Proportion of female professors up, but still below a quarter

Professors are several percentage points more likely to be women than they were a decade ago, new figures show

February 28, 2015

Some 22 per cent of professors – 4,415 out of 19,750 in total - were female in 2013-14 compared with just 15 per cent in 2003-04, according to a report by the Higher Education Statistics Agency.

The report, titled Staff in Higher Education 2013-14, which was published on 26 February, also says 45 per cent of the UK’s 194,245 academic staff are women.

A third of senior academic staff, excluding professors, are women, the report explains.

Women outnumber men in non-academic positions, taking 63 per cent of around 201,000 non-academic staff roles, it adds.

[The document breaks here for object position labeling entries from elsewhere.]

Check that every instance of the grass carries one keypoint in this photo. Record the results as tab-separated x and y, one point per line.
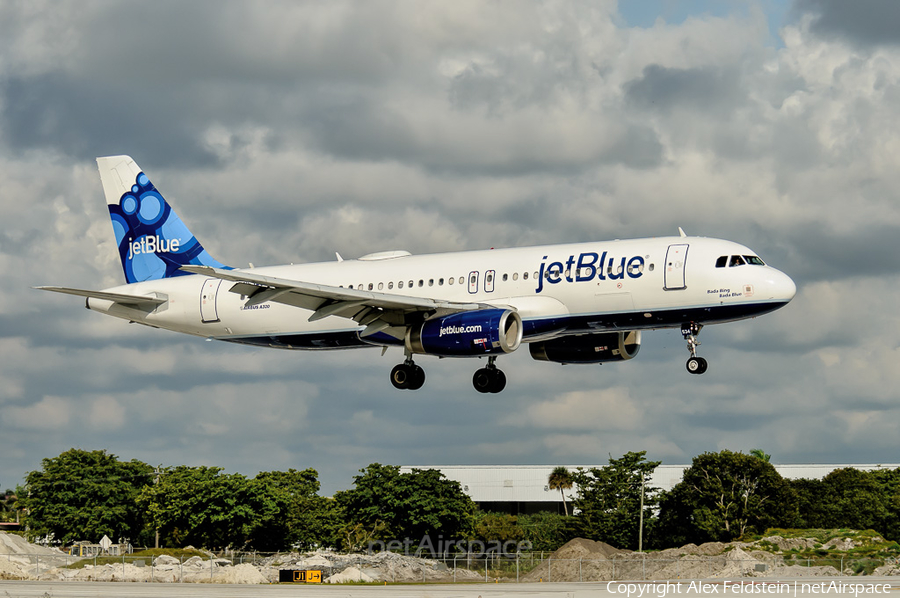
871	550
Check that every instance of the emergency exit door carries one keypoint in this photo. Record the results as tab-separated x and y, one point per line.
676	258
208	311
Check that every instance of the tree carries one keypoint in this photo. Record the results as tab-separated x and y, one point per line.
888	481
289	512
410	506
201	506
853	498
609	499
760	454
723	496
560	479
84	495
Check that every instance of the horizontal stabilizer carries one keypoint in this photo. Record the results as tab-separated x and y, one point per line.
135	300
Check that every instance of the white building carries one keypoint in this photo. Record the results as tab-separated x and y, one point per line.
523	488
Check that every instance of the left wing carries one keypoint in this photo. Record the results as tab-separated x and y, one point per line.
378	312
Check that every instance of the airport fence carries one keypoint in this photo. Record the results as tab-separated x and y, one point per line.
522	567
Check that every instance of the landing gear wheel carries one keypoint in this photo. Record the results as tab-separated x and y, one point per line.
400	376
488	380
417	379
499	381
696	365
407	376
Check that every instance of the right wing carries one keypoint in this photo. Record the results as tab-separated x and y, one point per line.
136	301
376	311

Some 54 per cent of managerial, professional and technical staff, and 82 per cent of clerical staff, are women, Hesa also says.

The statistics also show the age of the UK’s academic workforce, indicating that about 3 per cent of staff (5,245 people) are older than the previous default retirement age of 65, which was scrapped in 2011.

Around 9 per cent of professors are over the age of 65, it adds.

Hesa also says there are 25 professors under the age of 30 working in the UK, of whom 10 are women.

Among those to previously gain the accolade at such a young age include Mervyn King, the former Bank of England governor, who became the University of Birmingham’s youngest professor in the late 1970s when he was given a chair at the age of 29.

Enoch Powell, the controversial former Tory MP and minister, was made a professor of classics at the University of Sydney at the age of 25, while philosopher Friedrich Nietzsche became a professor at the University of Basel aged 24 – before he had completed his PhD.